Molière, premier acte d’un jeune inconnu
En 1643, Jean-Baptiste Poquelin a 20 ans. Jeune bourgeois, il travaille dans la boutique de son père à Paris.
En janvier 1643, Jean-Baptiste Poquelin, un jeune homme de 20 ans, vit à Paris dans un quartier bourgeois de la rue Saint-Honoré. Son père, Jean Poquelin, est un riche tapissier du roi Louis XIII, une profession prestigieuse qui lui permet d’accéder au palais du Louvre. Le jeune homme a reçu une éducation solide au collège de Clermont, actuel lycée Louis-le-Grand, où il a étudié le catéchisme et découvert le théâtre.
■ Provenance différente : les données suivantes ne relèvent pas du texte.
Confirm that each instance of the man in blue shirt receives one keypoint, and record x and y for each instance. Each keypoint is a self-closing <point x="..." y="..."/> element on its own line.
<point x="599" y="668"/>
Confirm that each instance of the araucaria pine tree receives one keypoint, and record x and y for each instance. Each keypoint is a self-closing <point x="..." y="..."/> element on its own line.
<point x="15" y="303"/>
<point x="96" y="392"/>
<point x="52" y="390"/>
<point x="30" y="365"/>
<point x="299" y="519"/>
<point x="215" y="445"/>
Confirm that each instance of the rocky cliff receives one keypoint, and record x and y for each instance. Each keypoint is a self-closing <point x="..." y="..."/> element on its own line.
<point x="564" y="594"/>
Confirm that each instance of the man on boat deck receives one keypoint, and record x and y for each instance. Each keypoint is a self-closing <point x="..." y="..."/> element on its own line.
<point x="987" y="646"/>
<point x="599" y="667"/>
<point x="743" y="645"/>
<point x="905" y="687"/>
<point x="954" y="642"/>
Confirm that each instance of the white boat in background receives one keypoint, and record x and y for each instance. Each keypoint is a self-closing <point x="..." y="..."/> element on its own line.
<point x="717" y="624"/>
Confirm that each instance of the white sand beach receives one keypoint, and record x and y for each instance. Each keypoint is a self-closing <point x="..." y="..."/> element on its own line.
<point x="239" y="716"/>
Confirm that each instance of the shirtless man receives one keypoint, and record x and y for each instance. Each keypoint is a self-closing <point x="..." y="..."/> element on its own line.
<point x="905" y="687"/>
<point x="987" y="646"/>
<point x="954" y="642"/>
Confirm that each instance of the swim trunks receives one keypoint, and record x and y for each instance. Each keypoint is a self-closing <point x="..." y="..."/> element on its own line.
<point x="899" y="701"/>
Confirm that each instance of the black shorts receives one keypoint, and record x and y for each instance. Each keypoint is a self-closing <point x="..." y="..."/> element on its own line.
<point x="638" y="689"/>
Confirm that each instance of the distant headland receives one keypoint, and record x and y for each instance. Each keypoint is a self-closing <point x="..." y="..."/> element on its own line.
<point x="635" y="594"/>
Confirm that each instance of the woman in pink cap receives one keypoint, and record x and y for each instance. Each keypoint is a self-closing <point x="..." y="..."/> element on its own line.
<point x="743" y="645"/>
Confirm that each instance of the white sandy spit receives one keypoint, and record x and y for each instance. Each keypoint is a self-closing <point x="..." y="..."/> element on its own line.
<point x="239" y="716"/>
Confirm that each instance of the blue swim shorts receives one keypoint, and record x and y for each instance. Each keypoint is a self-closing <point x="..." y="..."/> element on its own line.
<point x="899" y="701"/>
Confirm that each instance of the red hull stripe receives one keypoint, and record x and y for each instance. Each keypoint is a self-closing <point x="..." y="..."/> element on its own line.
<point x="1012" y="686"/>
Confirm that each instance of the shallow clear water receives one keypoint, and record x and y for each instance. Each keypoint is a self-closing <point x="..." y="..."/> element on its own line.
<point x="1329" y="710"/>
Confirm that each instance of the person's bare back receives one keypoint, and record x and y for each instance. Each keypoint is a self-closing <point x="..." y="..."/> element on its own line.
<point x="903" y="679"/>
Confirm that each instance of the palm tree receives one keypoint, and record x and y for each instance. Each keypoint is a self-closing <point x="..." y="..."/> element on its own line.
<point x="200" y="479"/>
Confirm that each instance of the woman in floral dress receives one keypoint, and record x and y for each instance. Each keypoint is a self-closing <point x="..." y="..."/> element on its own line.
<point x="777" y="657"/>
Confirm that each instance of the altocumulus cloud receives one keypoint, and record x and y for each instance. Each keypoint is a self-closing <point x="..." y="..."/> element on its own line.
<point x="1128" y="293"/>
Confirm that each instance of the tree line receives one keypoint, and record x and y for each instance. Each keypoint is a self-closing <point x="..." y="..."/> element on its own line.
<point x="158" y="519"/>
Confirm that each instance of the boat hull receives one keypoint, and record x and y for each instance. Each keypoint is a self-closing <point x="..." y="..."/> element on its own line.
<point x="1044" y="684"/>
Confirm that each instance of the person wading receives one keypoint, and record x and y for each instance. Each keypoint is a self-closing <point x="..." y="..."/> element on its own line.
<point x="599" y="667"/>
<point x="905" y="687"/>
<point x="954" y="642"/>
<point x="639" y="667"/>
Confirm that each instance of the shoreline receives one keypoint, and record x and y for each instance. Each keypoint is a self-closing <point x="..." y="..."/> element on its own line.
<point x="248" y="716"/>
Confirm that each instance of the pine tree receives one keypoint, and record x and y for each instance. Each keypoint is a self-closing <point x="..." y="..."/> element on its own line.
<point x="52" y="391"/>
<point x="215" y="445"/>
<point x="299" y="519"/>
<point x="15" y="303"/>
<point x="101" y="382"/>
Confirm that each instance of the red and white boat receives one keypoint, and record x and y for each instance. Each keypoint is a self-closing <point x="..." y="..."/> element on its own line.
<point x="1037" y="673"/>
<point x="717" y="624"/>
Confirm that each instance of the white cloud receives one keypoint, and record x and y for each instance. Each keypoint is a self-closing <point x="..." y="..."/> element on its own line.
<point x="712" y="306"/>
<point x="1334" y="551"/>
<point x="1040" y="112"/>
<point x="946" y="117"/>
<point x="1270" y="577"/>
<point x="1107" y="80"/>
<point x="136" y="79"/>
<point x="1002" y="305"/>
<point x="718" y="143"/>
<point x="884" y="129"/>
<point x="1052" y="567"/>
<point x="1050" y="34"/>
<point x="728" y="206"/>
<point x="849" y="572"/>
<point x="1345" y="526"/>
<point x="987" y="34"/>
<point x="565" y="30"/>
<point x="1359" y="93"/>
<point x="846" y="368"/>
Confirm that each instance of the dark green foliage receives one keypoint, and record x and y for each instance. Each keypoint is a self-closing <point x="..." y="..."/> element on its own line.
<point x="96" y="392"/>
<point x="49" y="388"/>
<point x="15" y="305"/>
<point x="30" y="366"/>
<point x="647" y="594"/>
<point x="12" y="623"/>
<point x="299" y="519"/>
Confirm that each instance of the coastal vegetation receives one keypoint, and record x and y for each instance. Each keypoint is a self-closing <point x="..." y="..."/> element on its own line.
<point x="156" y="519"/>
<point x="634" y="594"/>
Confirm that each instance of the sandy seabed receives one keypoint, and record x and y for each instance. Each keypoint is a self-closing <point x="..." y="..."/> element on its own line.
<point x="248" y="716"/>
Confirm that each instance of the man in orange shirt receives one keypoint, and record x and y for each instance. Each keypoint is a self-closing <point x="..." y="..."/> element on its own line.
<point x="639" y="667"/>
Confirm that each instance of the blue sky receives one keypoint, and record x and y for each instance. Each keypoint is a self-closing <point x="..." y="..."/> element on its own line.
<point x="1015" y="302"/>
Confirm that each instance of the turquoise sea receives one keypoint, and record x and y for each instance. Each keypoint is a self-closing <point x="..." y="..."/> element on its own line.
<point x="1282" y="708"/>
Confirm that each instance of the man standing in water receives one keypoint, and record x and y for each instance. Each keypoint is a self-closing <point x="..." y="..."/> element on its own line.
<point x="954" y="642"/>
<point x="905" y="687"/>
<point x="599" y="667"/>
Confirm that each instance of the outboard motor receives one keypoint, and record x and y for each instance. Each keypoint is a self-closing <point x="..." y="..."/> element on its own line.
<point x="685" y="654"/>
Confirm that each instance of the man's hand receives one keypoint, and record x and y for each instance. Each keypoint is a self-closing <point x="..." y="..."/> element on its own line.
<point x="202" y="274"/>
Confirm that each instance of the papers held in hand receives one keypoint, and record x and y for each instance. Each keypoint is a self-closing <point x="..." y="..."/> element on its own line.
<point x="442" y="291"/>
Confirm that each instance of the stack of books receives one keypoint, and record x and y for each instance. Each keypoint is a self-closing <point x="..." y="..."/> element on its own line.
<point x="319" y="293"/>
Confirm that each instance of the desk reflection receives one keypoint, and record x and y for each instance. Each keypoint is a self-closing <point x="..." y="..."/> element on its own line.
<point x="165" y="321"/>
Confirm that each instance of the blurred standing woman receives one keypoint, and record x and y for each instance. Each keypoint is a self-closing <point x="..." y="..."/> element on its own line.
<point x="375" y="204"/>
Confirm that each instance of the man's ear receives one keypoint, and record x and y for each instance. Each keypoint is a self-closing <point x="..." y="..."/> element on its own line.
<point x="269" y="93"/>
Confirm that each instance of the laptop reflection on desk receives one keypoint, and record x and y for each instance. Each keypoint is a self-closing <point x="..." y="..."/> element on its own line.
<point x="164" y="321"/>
Malgré les attentes de son père, qui souhaite qu’il reprenne sa charge de tapissier valet de chambre du roi, Jean-Baptiste choisit une voie radicalement différente : devenir comédien. Ce métier, mal vu par l’Église catholique qui le considère comme immoral, est pourtant une passion pour lui. Il décide alors de tout quitter pour se lancer dans une carrière artistique incertaine.
Le 6 janvier 1643, Jean-Baptiste Poquelin prend une décision difficile : il renonce à la survivance de la charge de tapissier du roi, un privilège héréditaire qui lui aurait assuré une vie stable et prestigieuse. Cette survivance, qui lui aurait permis de succéder à son père, est cédée à son frère cadet. Ce choix marque une rupture nette avec sa famille et son milieu social. À 20 ans, il se tourne vers une vie d’incertitudes, préférant l’aventure théâtrale à une carrière toute tracée. Cette décision reflète son refus des conventions et son désir de liberté artistique, même au prix de la précarité.
En juin 1643, Jean-Baptiste Poquelin s’associe à dix autres comédiens pour fonder une troupe théâtrale : l’Illustre Théâtre. Parmi eux figurent Madeleine, Joseph et Geneviève Béjart, ainsi que des artisans comme un clerc de procureur ou un libraire. Leur objectif est ambitieux : concurrencer les troupes royales établies, comme celle de l’Hôtel de Bourgogne ou celle du Marais. Cependant, ils doivent d’abord résoudre un problème logistique : trouver une salle de spectacle. Leur choix se porte sur un jeu de paume, une salle de sport médiévale située près du Pont-Neuf à Paris. En quelques mois, ils transforment ce lieu en un véritable théâtre, avec une scène, des loges, des gradins et des lustres éclairés par des chandelles.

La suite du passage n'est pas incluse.